Iban pioneers of the Paku and their Malay allies

Iban pioneers of the Paku and their Malay allies.


After the death of Tindin and Rusak, the generations living in the Paku up to the time of Saang and Busu were peaceful, since Entingi and his Bukitan followers had migrated to the Julau and Kanowit rivers. When Uyut “Bedilang Besi” (“Iron Hearth”) and Awang were chiefs of the lower and upper Paku respectively, they made a common set of rules for building longhouses:


1. All longhouses must be built on the bank of the main river, so that their inhabitants shall be able to bathe and draw drinking water easily from it;
2. No land owner shall stop the members of the community from building a longhouse on his land;
3. No member of the longhouse may plant fruit trees further than five fathoms from either side of the longhouse;
4. In case the longhouse is abolished due to old age, all fruit trees which have been planted in the compound will be owned by the planter and his descendants.


Uyut “Bedilang Besi” was one of the most powerful war leaders of the Saribas of his time. This was because his sons, nephews and sons-in-law were all brave warriors. Due to his victories in war, Uyut held a grand festival of gawai diri at Lubok Jalu above the mouth of the Lingit stream in the Anyut watershed. At this feast he made a Rhinoceros hornbill statue which was later burnt together with the Senunok longhouse, in 1944.


It was because of his importance that Bedilang changed the old tradition of drinking the holy wine for the Gawai Antu festival. He and his sons and sons-in-law refused to drink this wine, unless it was handed to them with timang jalong songs to praise their bravery in war. Thus it was from Bedilang’s request that the songs of timang jalong originated at this time, and have been sung at all Gawai Antu festivals to the present day.


From the days of Bedilang up to those of his great grandson who was named after him (Uyut), the Paku Iban were continually at war with the Sebuyau and the Balau Dayaks of the lower Batang Lupar river, as well as with the Seru of the Krian and Beliun of the Rejang.


When Jantan, a grandson of Awan, was a chief in the upper Paku river, he was not a formidable warrior, so he was worried about the safety of the upper Paku region, which was surrounded by a number of enemies, such as the Seru, the Beliun and also the Bukitan who had been driven out of Paku and had settled in the Julau and Kanowit districts.
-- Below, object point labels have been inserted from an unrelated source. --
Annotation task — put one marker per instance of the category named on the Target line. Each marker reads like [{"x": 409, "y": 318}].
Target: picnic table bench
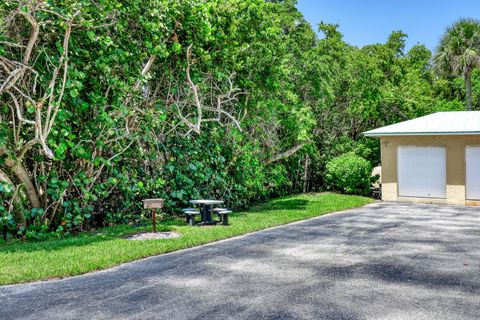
[{"x": 206, "y": 211}]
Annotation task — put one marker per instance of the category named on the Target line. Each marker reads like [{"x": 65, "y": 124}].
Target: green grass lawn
[{"x": 29, "y": 261}]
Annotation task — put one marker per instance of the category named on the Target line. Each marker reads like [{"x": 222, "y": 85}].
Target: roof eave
[{"x": 385, "y": 134}]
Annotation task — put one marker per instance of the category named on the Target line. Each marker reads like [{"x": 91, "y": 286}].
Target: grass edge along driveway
[{"x": 57, "y": 258}]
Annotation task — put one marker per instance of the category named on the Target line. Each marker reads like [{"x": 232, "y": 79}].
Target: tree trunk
[
  {"x": 24, "y": 178},
  {"x": 16, "y": 202},
  {"x": 305, "y": 178},
  {"x": 468, "y": 89},
  {"x": 285, "y": 154}
]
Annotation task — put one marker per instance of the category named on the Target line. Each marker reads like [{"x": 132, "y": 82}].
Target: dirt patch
[{"x": 154, "y": 236}]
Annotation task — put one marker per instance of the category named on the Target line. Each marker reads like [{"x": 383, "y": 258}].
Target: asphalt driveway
[{"x": 382, "y": 261}]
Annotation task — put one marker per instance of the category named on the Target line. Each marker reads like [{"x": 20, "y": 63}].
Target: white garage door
[
  {"x": 421, "y": 172},
  {"x": 472, "y": 155}
]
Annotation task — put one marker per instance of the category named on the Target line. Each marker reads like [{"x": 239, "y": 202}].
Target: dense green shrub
[{"x": 349, "y": 173}]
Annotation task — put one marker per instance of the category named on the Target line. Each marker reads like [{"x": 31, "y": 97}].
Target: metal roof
[{"x": 440, "y": 123}]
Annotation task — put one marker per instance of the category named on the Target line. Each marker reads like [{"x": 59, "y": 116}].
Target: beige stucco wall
[{"x": 455, "y": 148}]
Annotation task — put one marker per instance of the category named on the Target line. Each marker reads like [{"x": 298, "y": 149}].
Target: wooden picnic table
[{"x": 206, "y": 209}]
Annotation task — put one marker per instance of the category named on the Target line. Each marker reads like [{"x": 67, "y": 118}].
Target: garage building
[{"x": 433, "y": 159}]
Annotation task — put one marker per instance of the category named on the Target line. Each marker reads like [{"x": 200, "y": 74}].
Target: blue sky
[{"x": 371, "y": 21}]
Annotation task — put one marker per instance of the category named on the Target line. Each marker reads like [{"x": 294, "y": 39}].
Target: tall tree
[{"x": 459, "y": 52}]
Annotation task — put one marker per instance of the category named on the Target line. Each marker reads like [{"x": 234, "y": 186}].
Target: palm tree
[{"x": 459, "y": 52}]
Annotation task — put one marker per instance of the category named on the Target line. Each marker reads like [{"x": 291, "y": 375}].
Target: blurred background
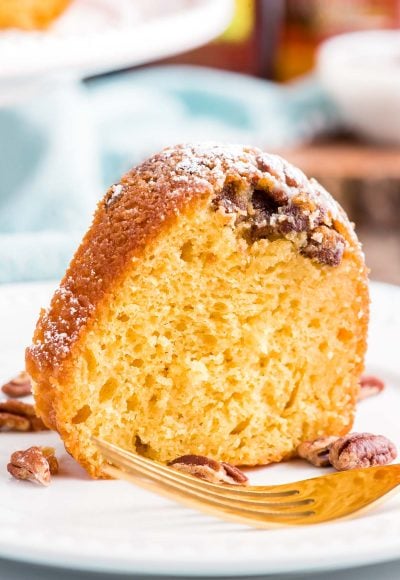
[{"x": 89, "y": 88}]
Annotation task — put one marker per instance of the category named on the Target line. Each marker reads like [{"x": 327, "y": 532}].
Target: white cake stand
[{"x": 98, "y": 36}]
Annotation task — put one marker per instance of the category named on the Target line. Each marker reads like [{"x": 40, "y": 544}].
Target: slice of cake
[{"x": 217, "y": 306}]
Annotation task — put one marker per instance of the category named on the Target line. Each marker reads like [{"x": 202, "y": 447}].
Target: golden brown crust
[{"x": 134, "y": 212}]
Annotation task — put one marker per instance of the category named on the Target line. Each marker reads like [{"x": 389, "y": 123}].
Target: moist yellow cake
[
  {"x": 217, "y": 306},
  {"x": 30, "y": 14}
]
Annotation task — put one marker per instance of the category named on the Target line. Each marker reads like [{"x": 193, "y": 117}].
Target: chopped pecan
[
  {"x": 326, "y": 246},
  {"x": 209, "y": 469},
  {"x": 19, "y": 416},
  {"x": 317, "y": 451},
  {"x": 361, "y": 450},
  {"x": 35, "y": 464},
  {"x": 369, "y": 386},
  {"x": 19, "y": 386}
]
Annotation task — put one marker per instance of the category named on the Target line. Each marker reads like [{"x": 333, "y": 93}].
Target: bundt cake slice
[{"x": 217, "y": 306}]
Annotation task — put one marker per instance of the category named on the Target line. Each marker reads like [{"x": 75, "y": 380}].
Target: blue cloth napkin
[{"x": 60, "y": 150}]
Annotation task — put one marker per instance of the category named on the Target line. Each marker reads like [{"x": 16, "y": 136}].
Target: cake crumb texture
[{"x": 178, "y": 331}]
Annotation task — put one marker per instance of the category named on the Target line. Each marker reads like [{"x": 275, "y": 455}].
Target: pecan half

Because of these fears he went one day to spy out the enemy with one of his warriors named Sapitan. They walked along the range of hills at the source of the Puan and Paku streams and stayed the night at Bukit Buloh. The next day they walked again from Bukit Buloh along a range of hills situated between the Grenjang stream of the Krian and Sungai Randau towards Bukit Tangga Sadau and on to Bukit Medang. From here they walked to Bukit Lubang Remaung where they stayed another night.


That night Jantan slept just outside the mouth of a cave. In his sleep he dreamed he saw a woman who sat near him. She asked him where he had come from. Jantan told her that he and Sapitan were returning from Bukit Buloh to spy on the enemy. Hearing this, the women told him not to worry about the enemy.


“No enemy will ever come to Ulu Paku from this day onward,” she said. She told him that she was Bunsu Remaung (Tiger Goddess) who defended the Ulu Paku region from enemy raids.


To prove the truth of Jantan’s dream, it happened that after Linggir “Mali Lebu” had raided the Bukitan at Sugai in the Julau, the Katibas Iban under Gerinang and Matahari led a big force up the Julau to take revenge against the Pakus. But on the way their warriors suffered from a smallpox epidemic, which killed the majority of them and caused the survivors to retreat. Besides this, when the Rajah attacked Linggir “Mali Lebu” in the Paku twice in 1843 and 1849 his force only went up the Paku as far as Nanga Anyut, which was just below Jantan’s area.